Grand Rounds March 7, 2025: A Trial of a “Kidney Action Team” for Hospitalized Patients with Acute Kidney Injury (F. Perry Wilson, MD MSCE)

Speaker

F. Perry Wilson, MD MSCE
Associate Professor of Medicine and Public Health
Director, Clinical and Translational Research Accelerator
Yale University
New Haven, CT

Keywords

Electronic Alerts; Acute Kidney Injury; Action Team

Key Points

  • Acute Kidney Injury (AKI), or abrupt decline in kidney function, is common, affecting about 15% of hospitalized patients. A hospitalized patient with AKI has an inpatient mortality rate 8.5% higher than average. However, early recognition and nephrologist involvement can improve clinical outcomes.
  • First, the research team conducted a multicenter, parallel-group, randomized controlled trial (RCT) to test the effect of an electronic alert system on best practice utilization and three clinical outcomes (progression of AKI, dialysis, and death). The pragmatic trial, Electronic Alerts for Acute Kidney Injury Amelioration AKA ELAIA-1, instituted “best practice alerts” in the electronic medical record.
  • The Grand Unified Theory of Electronic Alerts states that alerts can’t work if 1) the provider already knows what’s wrong with the patient; 2) they don’t care about what’s wrong with the patient; 3) they have no specific action to take in response; or 4) the action doesn’t matter – i.e., it doesn’t change outcomes.
  • For ELAIA-2, the second iteration of the trial, the researchers focused on one tenet of this theory: alerts should be tied to actions. This open-label, parallel group RCT used alerts to encourage cessation of kidney-relevant medications – NSAIDs, RAASi, and PPI. They looked at rates of cessation of one of those medications and clinical outcomes (progression of AKI, dialysis, and death).
  • Though they found that automated alerts for AKI can increase medication cessation, there was limited evidence that these alerts would change clinical outcomes. The rate of discontinuation was highest for PPIs, which are an under-recognized contributor to AKI. Alerts may be beneficial in physicians whose patients are receiving PPIs – a population that tends to be sicker.
  • These findings led to a new hypothesis: AKI is heterogenous, caused by many factors. The research team sought to customize recommendations given to providers. To this end, they created a Kidney Action Team (KAT) with the goal of improving in-hospital mortality and AKI progression.
  • The KAT-AKI trial, a multicenter RCT administered across 2 hospital systems, looked at the proportion of recommendations implemented in 24 hours and clinical outcomes (progression of AKI, dialysis, and death). 34% of KAT recommendations were implemented within 24 hours in the intervention arm compared to 24% in usual care. However, this also did not have an effect on clinical outcomes.
  • The research team concluded that more personalized AKI alerts could potentially lead to better outcomes.

Discussion Themes

An optimized user interface – e.g., delivering information at the right place in a provider’s work flow, catching them at the right time – may further increase the adoption of best practices.

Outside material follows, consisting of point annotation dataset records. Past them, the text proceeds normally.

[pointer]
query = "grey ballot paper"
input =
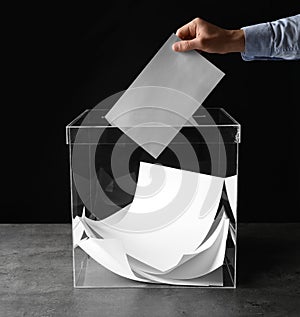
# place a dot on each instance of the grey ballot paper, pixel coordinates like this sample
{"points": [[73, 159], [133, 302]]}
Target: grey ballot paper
{"points": [[164, 96]]}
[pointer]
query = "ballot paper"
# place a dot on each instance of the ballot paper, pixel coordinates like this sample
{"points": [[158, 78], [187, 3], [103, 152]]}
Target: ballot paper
{"points": [[168, 196], [155, 247], [231, 189], [111, 254], [164, 97]]}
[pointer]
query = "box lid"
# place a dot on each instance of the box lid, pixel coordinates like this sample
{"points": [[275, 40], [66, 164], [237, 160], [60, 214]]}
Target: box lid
{"points": [[91, 127]]}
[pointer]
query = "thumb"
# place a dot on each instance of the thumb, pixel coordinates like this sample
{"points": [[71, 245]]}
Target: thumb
{"points": [[183, 46]]}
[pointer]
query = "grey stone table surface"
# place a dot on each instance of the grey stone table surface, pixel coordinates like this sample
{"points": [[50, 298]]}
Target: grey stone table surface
{"points": [[36, 278]]}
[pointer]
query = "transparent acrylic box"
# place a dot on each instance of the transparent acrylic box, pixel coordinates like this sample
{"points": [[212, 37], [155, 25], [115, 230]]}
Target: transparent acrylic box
{"points": [[104, 168]]}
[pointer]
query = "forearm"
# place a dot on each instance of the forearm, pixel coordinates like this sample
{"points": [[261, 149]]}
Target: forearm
{"points": [[279, 39]]}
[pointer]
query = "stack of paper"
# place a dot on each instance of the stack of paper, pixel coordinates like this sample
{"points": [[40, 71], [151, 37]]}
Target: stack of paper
{"points": [[158, 238]]}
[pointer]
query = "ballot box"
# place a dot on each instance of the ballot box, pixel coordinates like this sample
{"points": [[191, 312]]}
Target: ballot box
{"points": [[144, 220]]}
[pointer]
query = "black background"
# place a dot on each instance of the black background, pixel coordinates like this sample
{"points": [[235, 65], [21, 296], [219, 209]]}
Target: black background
{"points": [[60, 60]]}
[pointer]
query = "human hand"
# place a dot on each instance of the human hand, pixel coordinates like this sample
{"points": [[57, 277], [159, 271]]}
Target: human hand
{"points": [[204, 36]]}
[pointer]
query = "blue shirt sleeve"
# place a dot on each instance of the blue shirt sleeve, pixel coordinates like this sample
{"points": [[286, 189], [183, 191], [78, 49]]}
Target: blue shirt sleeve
{"points": [[273, 40]]}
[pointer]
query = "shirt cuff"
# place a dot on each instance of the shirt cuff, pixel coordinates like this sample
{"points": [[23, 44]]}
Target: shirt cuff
{"points": [[257, 41]]}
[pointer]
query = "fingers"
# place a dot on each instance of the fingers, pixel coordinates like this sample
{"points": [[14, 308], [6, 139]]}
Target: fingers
{"points": [[187, 31], [183, 46]]}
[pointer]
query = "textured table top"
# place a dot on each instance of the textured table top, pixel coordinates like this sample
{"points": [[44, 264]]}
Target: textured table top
{"points": [[36, 278]]}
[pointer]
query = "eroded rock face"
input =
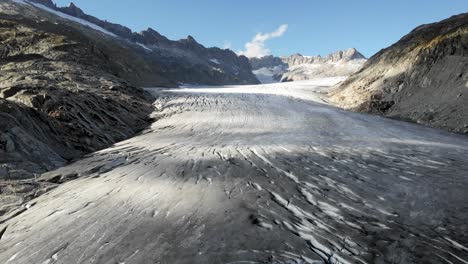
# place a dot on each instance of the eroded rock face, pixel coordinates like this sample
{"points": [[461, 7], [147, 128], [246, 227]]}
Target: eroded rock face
{"points": [[421, 78], [58, 99]]}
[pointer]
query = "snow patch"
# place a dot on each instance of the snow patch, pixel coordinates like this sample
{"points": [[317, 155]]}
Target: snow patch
{"points": [[144, 47], [68, 17], [215, 61]]}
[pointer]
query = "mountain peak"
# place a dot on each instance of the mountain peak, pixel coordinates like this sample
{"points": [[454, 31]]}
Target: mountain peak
{"points": [[73, 10]]}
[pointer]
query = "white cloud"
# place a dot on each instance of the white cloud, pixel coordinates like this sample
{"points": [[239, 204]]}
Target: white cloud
{"points": [[256, 47], [227, 45]]}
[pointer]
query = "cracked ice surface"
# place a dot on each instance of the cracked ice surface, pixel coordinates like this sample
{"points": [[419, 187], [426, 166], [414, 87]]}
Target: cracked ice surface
{"points": [[255, 174]]}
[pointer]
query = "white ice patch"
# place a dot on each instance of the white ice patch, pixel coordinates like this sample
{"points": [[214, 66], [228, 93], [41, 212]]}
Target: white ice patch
{"points": [[68, 17], [215, 61], [144, 46]]}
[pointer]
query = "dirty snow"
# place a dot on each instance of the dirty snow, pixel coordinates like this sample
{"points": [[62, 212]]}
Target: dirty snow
{"points": [[256, 174]]}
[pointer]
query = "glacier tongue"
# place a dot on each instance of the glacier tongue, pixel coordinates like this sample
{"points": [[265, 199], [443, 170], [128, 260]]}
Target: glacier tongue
{"points": [[254, 174]]}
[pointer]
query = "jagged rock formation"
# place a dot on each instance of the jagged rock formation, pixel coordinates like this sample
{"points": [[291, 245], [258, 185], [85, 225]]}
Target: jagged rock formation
{"points": [[172, 62], [68, 81], [421, 78], [298, 67]]}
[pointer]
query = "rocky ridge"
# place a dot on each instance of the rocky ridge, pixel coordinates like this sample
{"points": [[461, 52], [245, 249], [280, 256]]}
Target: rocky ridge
{"points": [[183, 61], [298, 67], [422, 78]]}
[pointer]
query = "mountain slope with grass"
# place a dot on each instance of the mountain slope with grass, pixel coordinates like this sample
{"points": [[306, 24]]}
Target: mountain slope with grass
{"points": [[422, 78]]}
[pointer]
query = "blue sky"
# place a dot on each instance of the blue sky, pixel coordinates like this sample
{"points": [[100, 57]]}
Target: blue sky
{"points": [[310, 27]]}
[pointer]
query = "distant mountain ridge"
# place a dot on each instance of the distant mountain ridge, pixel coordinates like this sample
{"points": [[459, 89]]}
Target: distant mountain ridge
{"points": [[70, 84], [182, 61], [422, 78], [298, 67]]}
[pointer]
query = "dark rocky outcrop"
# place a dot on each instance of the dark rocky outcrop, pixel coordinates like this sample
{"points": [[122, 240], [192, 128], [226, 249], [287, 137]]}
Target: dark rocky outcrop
{"points": [[422, 78], [60, 97]]}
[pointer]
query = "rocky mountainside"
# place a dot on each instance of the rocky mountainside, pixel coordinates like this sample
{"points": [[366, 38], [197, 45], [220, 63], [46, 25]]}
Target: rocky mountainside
{"points": [[162, 62], [69, 86], [421, 78], [298, 67]]}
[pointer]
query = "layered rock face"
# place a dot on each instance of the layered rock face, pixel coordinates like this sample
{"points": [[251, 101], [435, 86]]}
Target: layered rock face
{"points": [[422, 78], [68, 82], [298, 67], [58, 99]]}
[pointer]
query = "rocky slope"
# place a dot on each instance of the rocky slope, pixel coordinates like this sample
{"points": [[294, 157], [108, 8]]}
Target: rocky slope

There’s some doubt about the nephrotoxicity of RAAs. In the ELAIA-2 study, though there were higher rates of RAA discontinuation in the intervention group, the clinical outcomes were nearly identical.

The heterogeneity of AKI patients interfered with the intervention’s effectiveness. To improve clinical outcomes, researchers may want to devote resources to prevention rather than response.